Aunque lo haya dividido en dos, no te confundas, la oración y el tiempo devocional van de la mano y son igual de importantes para nuestra vida espiritual. Sin embargo, a veces nos cuesta mucho orar. Comenzamos a orar y, tras unos minutos, ya no tenemos nada más que decir. No sabemos cómo pedir. Cuando escuchamos de personas que oran durante toda la noche, nos preguntamos ¿cómo lo hacen? Nos frustramos, nuestras oraciones no son contestadas, dejamos de orar.

Pero no creas que eres la única. Los propios discípulos de Jesús, aquellos que caminaban a su lado y lo veían y escuchaban cada día, le pidieron que les enseñara a orar (Lucas 11:1-4). Recordemos que la oración no es el modo de conseguir cosas de Dios, sino el modo de convertirnos en lo que Dios quiere que seamos. El tiempo de oración es el tiempo que dedicamos a alabar a Dios, darle gracias, confesar nuestros pecados, suplicar a Dios (no demandar), interceder por otros y pedir por nuestras necesidades.

Cuando hacemos esto de forma constante y consistente, hablamos de “vida de oración”. El salmista dice: “siete veces al día te alabo a causa de tus justos juicios” (Salmo 119:164); oraba en la mañana y en la noche (Salmo 92:1,2). David dice: “Tarde y mañana y al mediodía oraré y clamaré” (Salmo 55:17). En la parábola de la viuda y el juez, el Señor nos enseña que debemos orar sin desmayar (Lucas 18:1).

La vida del apóstol Pablo se caracterizaba por una dependencia total del Señor. Esta dependencia era evidente en su oración. Siempre daba gracias a Dios por todas las cosas (Efesios 5:20). El sabía que la vida Cristiana se vive en el campo de batalla (Efesios 6:18). Recordaba a los cristianos de Filipos en oración (Filipenses 1:4). También oraba por los colosenses (Colosenses 1:3). Pablo siempre tenía una actitud de oración. Eso es tener una vida de oración, orar en cada situación de nuestra vida, compartir con Dios cada momento. El trono de la gracia siempre está dispuesto a escucharnos. En una vida de oración, orar es tan básico como respirar.

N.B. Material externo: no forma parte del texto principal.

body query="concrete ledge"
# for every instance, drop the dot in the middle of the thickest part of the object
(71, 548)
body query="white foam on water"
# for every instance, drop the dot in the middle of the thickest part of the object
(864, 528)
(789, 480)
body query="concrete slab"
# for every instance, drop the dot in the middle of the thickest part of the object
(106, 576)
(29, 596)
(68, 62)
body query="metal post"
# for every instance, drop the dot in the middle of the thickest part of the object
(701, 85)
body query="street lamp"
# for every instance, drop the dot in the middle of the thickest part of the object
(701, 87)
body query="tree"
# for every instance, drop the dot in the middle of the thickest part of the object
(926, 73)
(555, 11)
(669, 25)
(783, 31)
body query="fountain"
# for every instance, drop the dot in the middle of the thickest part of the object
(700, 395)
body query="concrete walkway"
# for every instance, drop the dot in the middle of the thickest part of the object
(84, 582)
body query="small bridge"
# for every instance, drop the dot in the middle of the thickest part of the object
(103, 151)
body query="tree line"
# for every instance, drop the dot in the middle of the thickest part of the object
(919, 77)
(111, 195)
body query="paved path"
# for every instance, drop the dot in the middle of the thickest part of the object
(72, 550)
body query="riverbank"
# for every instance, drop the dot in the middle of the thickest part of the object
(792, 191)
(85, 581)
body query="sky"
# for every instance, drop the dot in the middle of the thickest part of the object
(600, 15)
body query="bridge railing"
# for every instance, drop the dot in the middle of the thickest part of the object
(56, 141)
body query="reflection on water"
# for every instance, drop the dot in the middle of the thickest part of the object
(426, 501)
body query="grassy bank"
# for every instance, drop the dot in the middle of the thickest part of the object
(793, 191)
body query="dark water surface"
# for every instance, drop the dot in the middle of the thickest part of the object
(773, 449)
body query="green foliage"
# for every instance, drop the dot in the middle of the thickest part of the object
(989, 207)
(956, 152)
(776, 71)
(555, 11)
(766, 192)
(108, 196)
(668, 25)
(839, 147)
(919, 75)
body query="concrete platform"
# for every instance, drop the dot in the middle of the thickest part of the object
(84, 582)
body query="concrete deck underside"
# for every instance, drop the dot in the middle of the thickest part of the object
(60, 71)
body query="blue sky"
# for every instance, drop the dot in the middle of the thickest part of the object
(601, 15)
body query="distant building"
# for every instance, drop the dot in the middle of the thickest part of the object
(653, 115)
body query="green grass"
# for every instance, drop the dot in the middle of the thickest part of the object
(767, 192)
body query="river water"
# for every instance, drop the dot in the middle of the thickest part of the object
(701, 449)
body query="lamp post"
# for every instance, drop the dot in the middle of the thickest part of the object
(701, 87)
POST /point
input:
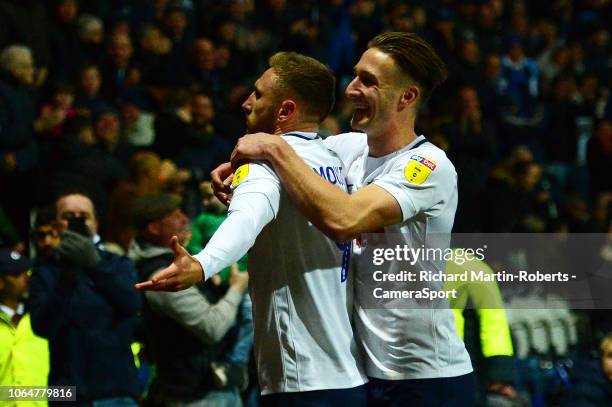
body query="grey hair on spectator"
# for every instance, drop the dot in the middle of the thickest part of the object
(11, 55)
(88, 24)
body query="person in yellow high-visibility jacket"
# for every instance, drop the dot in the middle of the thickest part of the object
(480, 319)
(24, 357)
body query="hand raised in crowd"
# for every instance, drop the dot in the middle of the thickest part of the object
(184, 272)
(239, 280)
(221, 179)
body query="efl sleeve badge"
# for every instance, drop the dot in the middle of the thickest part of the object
(241, 173)
(418, 169)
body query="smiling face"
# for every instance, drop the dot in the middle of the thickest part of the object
(374, 92)
(262, 106)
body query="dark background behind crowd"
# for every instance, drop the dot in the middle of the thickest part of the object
(124, 98)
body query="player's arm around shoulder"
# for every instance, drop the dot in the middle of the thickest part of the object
(336, 213)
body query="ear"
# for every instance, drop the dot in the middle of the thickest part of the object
(287, 110)
(409, 96)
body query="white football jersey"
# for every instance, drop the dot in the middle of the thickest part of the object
(406, 343)
(298, 285)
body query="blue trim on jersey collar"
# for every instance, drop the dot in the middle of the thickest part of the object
(420, 143)
(303, 135)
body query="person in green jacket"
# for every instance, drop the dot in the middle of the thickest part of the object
(24, 357)
(205, 226)
(481, 321)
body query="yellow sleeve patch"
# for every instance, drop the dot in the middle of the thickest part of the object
(241, 173)
(416, 173)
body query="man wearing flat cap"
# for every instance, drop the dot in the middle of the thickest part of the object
(83, 303)
(24, 357)
(199, 318)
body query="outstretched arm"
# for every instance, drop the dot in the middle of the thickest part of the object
(339, 215)
(254, 206)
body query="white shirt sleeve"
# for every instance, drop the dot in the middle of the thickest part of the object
(420, 184)
(254, 204)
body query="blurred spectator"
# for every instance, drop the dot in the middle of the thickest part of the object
(599, 159)
(138, 130)
(18, 147)
(561, 139)
(24, 357)
(91, 35)
(53, 114)
(520, 75)
(64, 39)
(473, 149)
(206, 148)
(199, 317)
(89, 99)
(23, 22)
(481, 321)
(84, 303)
(593, 380)
(17, 143)
(8, 235)
(514, 202)
(122, 75)
(202, 69)
(107, 129)
(148, 174)
(46, 232)
(154, 54)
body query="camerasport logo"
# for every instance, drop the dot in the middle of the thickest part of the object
(426, 162)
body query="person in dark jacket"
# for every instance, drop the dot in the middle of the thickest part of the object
(82, 300)
(593, 380)
(200, 319)
(18, 147)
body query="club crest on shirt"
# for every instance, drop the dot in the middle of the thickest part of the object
(240, 174)
(418, 169)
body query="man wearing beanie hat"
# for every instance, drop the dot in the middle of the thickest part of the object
(83, 303)
(24, 357)
(199, 318)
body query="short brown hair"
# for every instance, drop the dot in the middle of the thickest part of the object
(312, 82)
(415, 58)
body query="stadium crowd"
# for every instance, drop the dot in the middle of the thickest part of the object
(115, 111)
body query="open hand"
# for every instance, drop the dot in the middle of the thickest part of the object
(184, 272)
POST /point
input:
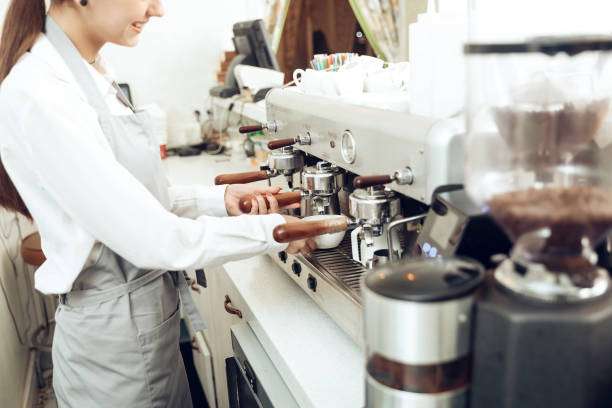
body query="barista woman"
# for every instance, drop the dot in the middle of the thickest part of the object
(81, 163)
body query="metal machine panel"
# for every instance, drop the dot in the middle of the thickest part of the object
(379, 141)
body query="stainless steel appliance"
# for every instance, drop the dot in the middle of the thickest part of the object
(456, 226)
(284, 162)
(418, 324)
(418, 153)
(252, 379)
(540, 165)
(321, 185)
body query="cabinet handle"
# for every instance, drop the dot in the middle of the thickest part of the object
(194, 286)
(194, 345)
(231, 309)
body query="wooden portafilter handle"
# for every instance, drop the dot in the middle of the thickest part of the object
(283, 199)
(369, 181)
(277, 144)
(250, 129)
(241, 178)
(293, 231)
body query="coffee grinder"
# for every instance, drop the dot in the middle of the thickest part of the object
(538, 162)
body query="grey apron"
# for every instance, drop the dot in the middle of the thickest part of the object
(116, 341)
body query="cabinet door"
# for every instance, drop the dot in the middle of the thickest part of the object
(202, 360)
(221, 344)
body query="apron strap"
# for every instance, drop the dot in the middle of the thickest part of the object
(122, 98)
(75, 63)
(90, 297)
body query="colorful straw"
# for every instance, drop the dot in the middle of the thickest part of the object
(324, 62)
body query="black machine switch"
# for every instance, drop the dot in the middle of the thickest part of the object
(201, 277)
(312, 283)
(296, 268)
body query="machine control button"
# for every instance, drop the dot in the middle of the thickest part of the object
(348, 147)
(296, 268)
(312, 283)
(404, 176)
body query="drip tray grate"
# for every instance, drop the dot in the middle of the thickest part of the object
(339, 265)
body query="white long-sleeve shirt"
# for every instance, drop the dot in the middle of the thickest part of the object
(53, 148)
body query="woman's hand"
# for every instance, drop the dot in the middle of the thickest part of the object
(234, 192)
(302, 246)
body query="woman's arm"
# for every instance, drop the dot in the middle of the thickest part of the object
(65, 146)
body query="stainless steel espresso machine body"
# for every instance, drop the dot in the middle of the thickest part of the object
(417, 154)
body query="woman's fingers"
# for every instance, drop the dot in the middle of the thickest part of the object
(263, 208)
(266, 190)
(273, 203)
(254, 207)
(289, 206)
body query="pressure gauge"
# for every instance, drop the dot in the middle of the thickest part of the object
(348, 148)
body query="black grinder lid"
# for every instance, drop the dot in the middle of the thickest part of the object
(426, 279)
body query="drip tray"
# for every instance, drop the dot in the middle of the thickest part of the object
(339, 268)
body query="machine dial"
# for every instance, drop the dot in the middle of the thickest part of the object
(348, 148)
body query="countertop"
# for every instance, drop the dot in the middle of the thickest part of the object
(322, 365)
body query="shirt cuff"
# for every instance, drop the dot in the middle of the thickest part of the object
(211, 201)
(272, 221)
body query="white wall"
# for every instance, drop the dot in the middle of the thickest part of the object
(176, 62)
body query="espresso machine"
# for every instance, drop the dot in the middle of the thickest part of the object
(386, 166)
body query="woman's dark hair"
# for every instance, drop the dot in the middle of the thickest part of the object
(24, 21)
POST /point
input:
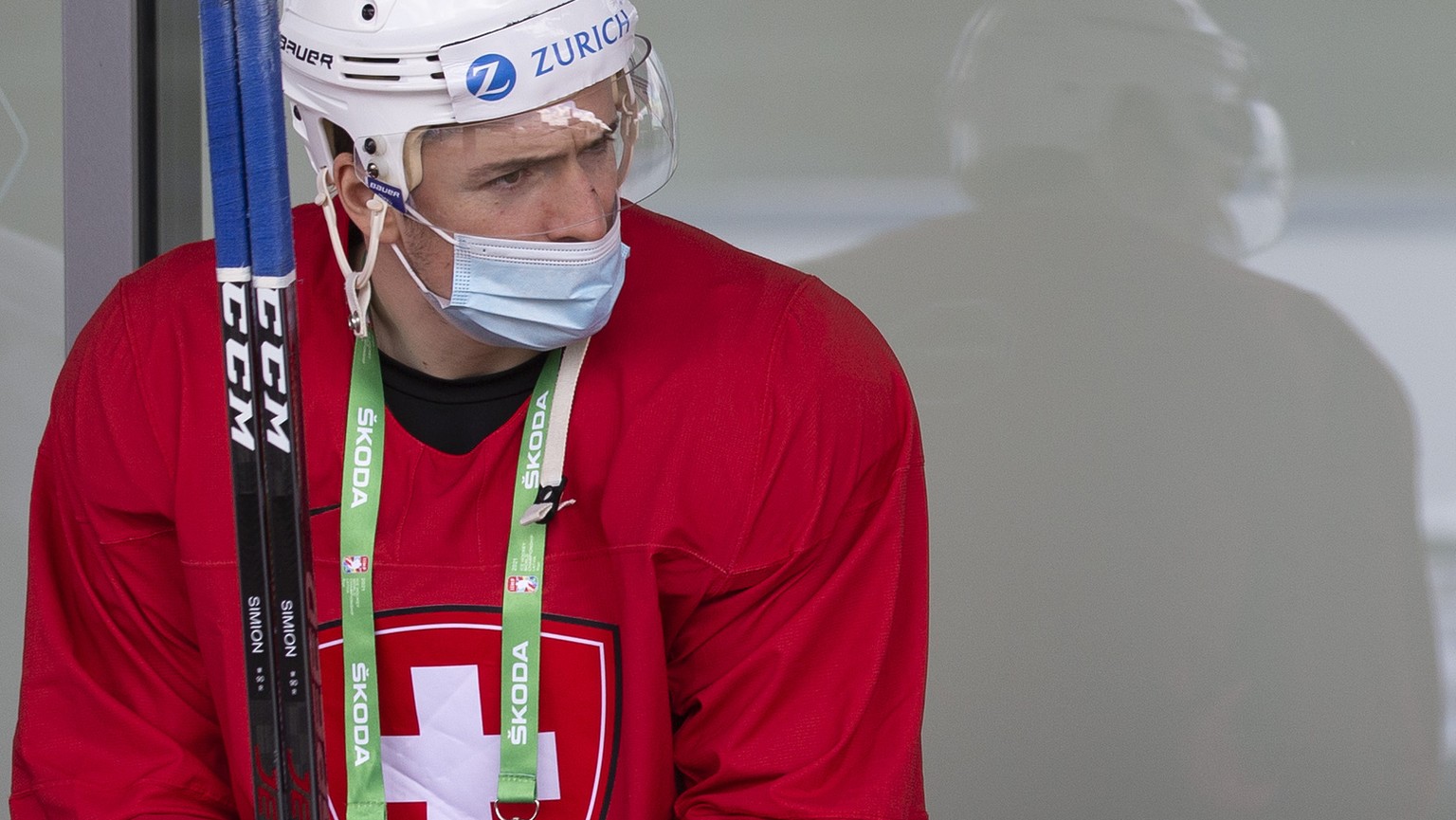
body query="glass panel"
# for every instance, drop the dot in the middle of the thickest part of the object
(31, 285)
(1192, 481)
(1184, 515)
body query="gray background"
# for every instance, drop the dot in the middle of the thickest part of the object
(810, 128)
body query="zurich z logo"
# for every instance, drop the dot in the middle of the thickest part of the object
(491, 78)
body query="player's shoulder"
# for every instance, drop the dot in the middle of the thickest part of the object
(706, 292)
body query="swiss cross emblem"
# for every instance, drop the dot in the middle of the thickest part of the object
(440, 714)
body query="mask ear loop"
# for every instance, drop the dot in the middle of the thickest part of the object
(357, 288)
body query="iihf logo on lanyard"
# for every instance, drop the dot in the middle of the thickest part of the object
(521, 583)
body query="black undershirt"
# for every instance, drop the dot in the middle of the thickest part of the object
(453, 415)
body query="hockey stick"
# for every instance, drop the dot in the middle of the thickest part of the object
(285, 558)
(290, 558)
(235, 293)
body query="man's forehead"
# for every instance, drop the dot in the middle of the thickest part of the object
(592, 109)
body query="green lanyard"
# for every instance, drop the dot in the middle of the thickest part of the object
(537, 500)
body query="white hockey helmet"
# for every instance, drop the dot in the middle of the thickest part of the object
(383, 72)
(1047, 87)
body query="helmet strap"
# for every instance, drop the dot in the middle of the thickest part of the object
(357, 288)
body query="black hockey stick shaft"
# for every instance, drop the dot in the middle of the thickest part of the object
(290, 558)
(235, 296)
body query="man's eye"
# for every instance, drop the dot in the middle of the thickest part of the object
(507, 179)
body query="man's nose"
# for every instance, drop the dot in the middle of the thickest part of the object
(583, 204)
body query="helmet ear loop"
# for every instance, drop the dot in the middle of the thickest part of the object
(628, 124)
(357, 288)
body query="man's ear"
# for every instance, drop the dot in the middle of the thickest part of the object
(355, 197)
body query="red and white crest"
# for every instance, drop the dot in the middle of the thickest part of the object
(440, 714)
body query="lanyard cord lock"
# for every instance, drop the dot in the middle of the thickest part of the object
(548, 502)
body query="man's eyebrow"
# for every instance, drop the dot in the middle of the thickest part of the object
(488, 173)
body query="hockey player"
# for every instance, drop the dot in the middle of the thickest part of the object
(734, 580)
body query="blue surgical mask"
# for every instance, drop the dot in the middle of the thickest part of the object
(530, 295)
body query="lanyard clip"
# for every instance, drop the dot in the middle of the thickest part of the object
(548, 502)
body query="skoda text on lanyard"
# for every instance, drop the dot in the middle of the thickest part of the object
(537, 500)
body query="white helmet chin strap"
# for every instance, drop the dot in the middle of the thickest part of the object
(355, 282)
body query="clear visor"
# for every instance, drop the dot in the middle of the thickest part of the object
(559, 173)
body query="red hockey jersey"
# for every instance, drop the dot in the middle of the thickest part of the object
(736, 621)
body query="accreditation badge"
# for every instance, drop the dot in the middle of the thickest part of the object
(440, 714)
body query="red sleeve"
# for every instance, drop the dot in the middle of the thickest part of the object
(798, 683)
(116, 719)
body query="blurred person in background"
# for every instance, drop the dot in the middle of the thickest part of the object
(1176, 559)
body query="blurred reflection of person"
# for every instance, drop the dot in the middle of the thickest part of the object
(1176, 567)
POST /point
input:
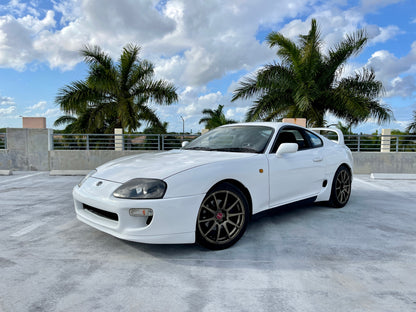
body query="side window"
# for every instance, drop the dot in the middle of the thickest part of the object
(314, 139)
(290, 135)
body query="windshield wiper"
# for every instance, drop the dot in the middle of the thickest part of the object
(236, 149)
(199, 148)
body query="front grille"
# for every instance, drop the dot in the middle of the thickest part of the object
(101, 213)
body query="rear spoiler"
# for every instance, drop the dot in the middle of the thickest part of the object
(337, 131)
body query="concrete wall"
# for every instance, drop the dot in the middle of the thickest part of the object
(85, 160)
(4, 159)
(27, 149)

Idea práctica para orar: llevar un diario de oración

Llevar un diario de oración te ayudará a: mantenerte enfocado mientras oras y no distraerte con otros pensamientos y aumentará tu fe. Tener registradas tus peticiones y ver cómo Dios las contesta, sin duda fortalece nuestra fe.
Algunas ideas para tu diario de oración:
1.     Consigue un diario o un cuaderno en el que puedas comenzar a escribir tus oraciones, peticiones y respuestas de Dios.

2.    Escribe todos los días y registra tus oraciones con fecha. No importa que sean entradas largas o cortas, lo que importa es que seas persistente.

3.    Recuerda incluir no sólo peticiones personales, sino, alabanzas, acciones de gracias, intercesiones… puedes registrar canciones o himnos que alegren tu corazón, poemas, sermones o estudios que hayas escuchado, versículos que acudan a tu mente cuando estás orando o que te hablen de forma especial… ¡cualquier cosa que te ayude en tu vida de oración!

4.    Incluye fotos de las personas por las que estás orando. La mejor manera de recordar a una persona es recordarla en oración.